It may be dangerously cold outside, but inside greenhouses throughout the Garden State, temperatures are set at a comfortable 70 to 80 degrees in order to prepare some of the foods and plants you love so much in the spring.

Farms don't shut down in the winter. Many have greenhouses in full operation to get gardeners' favorite plants and flowers ready for the warmer months.

"We have five greenhouses going now," said Alan Patterson, head grower at Patterson Greenhouses in Howell. "We have pansies and primrose and ranunculus, perennials, geraniums — all the early stuff."

Prep for some of next year's plants actually begin around July of the year prior, Patterson said.
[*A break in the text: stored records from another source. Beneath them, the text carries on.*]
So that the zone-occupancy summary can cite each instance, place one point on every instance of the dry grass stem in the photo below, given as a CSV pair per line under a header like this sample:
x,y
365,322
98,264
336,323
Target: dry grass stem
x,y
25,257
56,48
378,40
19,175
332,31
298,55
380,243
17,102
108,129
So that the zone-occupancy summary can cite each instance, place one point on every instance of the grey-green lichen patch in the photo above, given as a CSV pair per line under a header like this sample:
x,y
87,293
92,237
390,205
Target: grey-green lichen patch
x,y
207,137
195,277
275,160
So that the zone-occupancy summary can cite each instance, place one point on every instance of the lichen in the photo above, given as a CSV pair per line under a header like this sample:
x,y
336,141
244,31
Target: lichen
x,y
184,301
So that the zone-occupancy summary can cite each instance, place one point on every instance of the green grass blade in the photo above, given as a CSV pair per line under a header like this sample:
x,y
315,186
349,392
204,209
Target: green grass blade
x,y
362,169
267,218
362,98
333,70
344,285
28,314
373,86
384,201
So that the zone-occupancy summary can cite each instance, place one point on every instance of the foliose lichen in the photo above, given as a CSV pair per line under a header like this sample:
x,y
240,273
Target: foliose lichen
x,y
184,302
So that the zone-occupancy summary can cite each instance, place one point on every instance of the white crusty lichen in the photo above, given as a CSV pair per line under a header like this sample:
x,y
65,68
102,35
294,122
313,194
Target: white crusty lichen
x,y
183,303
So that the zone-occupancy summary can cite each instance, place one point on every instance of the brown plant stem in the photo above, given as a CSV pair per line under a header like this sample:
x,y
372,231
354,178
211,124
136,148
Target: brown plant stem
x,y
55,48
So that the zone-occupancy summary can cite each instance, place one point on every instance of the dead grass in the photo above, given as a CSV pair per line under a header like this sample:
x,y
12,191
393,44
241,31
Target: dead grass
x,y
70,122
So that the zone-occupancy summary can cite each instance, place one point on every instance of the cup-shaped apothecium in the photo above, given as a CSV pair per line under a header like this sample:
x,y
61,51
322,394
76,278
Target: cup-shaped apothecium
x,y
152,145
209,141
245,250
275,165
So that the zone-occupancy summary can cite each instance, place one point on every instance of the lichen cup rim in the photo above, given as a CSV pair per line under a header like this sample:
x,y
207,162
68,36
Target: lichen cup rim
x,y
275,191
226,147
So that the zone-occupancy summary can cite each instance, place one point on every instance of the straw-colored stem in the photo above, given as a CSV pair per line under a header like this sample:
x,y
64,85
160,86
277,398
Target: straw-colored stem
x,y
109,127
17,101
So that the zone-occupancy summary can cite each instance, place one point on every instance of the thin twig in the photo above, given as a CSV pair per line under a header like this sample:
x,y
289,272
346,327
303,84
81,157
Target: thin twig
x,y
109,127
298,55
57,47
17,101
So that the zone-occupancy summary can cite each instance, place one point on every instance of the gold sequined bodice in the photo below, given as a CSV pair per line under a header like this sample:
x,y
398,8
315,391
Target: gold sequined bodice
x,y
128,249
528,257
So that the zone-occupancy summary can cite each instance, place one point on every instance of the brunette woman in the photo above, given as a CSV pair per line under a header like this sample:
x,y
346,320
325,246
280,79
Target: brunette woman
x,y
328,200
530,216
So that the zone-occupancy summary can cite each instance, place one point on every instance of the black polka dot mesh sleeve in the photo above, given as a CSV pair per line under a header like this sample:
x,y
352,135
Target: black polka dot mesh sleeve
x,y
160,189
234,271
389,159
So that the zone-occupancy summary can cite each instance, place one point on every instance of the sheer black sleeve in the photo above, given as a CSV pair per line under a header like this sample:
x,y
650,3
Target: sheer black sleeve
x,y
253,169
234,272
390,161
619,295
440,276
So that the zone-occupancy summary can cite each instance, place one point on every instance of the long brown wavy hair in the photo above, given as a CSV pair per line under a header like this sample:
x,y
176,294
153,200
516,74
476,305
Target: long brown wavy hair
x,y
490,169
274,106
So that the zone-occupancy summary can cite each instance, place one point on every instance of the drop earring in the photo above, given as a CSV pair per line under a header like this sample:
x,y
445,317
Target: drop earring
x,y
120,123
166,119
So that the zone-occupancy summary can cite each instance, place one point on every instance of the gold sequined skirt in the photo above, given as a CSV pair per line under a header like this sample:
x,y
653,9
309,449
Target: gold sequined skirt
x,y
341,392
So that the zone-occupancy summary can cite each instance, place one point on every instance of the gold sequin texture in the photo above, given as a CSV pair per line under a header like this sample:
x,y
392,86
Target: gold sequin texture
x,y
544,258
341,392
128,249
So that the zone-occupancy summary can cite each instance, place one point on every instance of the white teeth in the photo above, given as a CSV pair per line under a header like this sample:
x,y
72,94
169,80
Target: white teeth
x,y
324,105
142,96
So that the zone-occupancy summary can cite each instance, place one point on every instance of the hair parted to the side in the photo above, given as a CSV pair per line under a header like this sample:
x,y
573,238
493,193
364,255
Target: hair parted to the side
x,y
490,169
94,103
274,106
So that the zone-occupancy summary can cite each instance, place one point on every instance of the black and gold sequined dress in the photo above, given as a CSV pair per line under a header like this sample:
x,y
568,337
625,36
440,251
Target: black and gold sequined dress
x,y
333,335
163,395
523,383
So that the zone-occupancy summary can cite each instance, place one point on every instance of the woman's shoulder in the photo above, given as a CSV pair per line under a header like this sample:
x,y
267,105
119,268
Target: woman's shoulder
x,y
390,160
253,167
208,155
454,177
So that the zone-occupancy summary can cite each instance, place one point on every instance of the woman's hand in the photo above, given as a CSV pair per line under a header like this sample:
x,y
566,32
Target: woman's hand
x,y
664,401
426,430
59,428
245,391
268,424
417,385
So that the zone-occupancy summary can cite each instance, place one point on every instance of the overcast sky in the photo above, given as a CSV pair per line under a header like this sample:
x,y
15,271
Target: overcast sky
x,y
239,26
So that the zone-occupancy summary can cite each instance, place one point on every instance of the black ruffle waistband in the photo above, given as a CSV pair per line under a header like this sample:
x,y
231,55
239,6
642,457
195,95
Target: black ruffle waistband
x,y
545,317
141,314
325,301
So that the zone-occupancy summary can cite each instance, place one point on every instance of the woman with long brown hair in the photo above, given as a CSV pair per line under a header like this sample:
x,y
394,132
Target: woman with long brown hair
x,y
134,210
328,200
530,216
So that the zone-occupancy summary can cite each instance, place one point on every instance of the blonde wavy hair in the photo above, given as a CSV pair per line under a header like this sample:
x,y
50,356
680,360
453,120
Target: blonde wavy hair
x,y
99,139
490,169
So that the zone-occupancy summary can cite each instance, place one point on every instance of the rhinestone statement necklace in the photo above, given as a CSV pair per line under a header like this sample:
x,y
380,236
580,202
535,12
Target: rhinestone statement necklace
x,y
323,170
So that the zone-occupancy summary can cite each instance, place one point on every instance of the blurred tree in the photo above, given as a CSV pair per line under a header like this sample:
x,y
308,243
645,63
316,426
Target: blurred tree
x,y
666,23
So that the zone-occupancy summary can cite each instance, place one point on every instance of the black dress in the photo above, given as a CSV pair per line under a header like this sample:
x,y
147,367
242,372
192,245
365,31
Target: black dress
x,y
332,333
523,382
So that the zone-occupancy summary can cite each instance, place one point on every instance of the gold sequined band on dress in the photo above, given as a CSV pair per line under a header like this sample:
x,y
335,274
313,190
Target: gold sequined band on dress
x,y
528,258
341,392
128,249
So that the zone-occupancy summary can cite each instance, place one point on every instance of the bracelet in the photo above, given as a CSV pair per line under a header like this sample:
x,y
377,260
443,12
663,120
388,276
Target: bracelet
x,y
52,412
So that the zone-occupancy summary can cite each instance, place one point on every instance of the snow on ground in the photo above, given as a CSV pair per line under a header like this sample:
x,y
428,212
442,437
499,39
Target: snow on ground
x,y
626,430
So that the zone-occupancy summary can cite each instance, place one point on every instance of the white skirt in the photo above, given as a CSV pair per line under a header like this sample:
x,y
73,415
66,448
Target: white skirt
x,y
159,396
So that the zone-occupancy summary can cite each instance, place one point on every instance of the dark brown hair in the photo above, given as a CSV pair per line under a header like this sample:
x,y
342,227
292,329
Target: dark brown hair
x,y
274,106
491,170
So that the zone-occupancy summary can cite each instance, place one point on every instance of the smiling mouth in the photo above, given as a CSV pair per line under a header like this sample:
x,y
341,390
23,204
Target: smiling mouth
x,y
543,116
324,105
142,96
But it's not a cheap task. The plants need to maintain a certain temperature in order to remain viable, which means the heaters are running all night long in this colder weather.

"You know that's going to be a big part of your expense for the winter," Patterson said. "Especially the next couple nights with it being so cold, the heaters are going to get a good workout."

In Pennington, the owner of Jack's Greenhouse & Farm doesn't expect his greenhouse activity to start until late February.

Laura Niederer, Jack's Greenhouse & Farm

"That's when you start to work with all the little seedlings, and then from the little seedlings you transplant them into bigger pots," said Ed Jackowski.

Jackowski said vinca is a big seller in the area when the weather warms up. Deer won't eat it and it can handle extreme sun or drought.

For the holiday season, his greenhouse is hosting rows of poinsettias. Care for the tropical plants requires management of the sun and temperature.

According the state Department of Agriculture, nurseries and greenhouses contribute more than $444 million to the billion-dollar industry.